Od 2008 roku w kinach pojawiło się łącznie 28 filmy, z których prawie wszystkie biły kasowe rekordy ("Avengers: Koniec gry" to druga, po "Avatarze", najbardziej kasowa produkcja – zainkasowała ponad 2,8 mld dolarów) na świecie i zachwycały widzów oraz krytyków. Popularnością cieszą się również seriale Disney+, jak ostatni "Hawkeye", w którym zagrał Piotr Adamczyk. Na tym MCU nie poprzestaje – kolejne filmowe i serialowe tytuły czekają w kolejce.
Bill Murray w MCU
Marvel zgromadził już rzeszę uznanych aktorów i największych gwiazd, teraz dołącza do nich Bill Murray. 71-letni aktor już w październiku ubiegłego roku ogłosił, że zagra w trzecim filmie o Ant-Manie (Paul Rudd) i Wasp (Evangeline Lily) zatytułowanym "Ant-Man and the Wasp: Quantumania". Teraz w programie sportowym "The Eli Manning Show" gwiazdor uchylił rąbka tajemnicy. Na pytanie, jakie moce będzie miał jego bohater, odpowiedział: "Moja moc jest taka, że jestem złym kolesiem".Oznacza to, że Murray wcieli się najprawdopodobniej w jednego z antagonistów, z którymi zmierzą się Scott Lang i Hope Van Dyne. Głównym czarnym charakterem będzie bowiem Kang, w którego wcieli się Jonathan Majors i który pojawił się już w serialu Disney+ "Loki".

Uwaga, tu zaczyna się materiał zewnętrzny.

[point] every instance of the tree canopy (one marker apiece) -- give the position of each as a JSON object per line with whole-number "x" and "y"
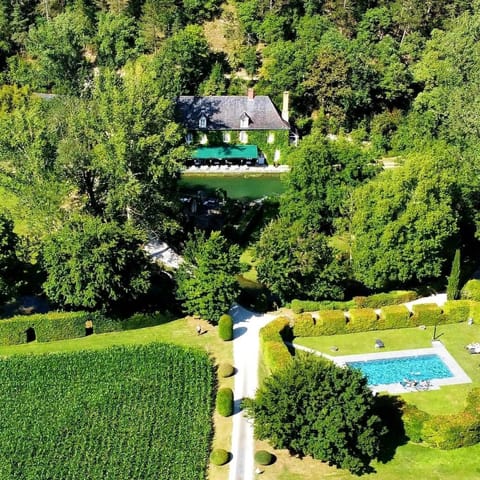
{"x": 313, "y": 407}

Fani spekulują teraz, którą komiksową postać zagra gwiazda "Pogromców duchów", "Dnia świstaka", "Zombielandu", "Grand Budapest Hotel" i "Między słowami". Niewykluczone, że będzie to MODOK, ale Marvel na razie takich informacji nie ujawnia. "Ant-Man and the Wasp: Quantumania" Peytona Reeda trafi do kin 28 lipca 2023 i zagrają w nim również Michael Douglas oraz Michelle Pfeiffer.
A co Murray sądzi o dołączeniu do dochodowego świata Marvela? – Niektórzy byli bardzo zdziwieni, że zdecydowałem się akurat na taki projekt. Ale dla mnie sytuacja była jasna: poznałem reżysera i bardzo go polubiłem. Był błyskotliwy, skromny i miał wszystko, czego chcesz od reżysera. A lata temu nakręcił film "Dziewczyny z drużyny", który moim zdaniem jest naprawdę dobry – mówił w październiku i dodał, że Reed to "dobry gość".
Swojej przygody z MCU raczej nie zamierza jednak powtórzyć. – Przynajmniej spróbowałem, jak to jest nakręcić film Marvela. Ale myślę, że nie potrzebuję powtarzać tego doświadczenia – powiedział w charakterystycznym dla siebie stylu.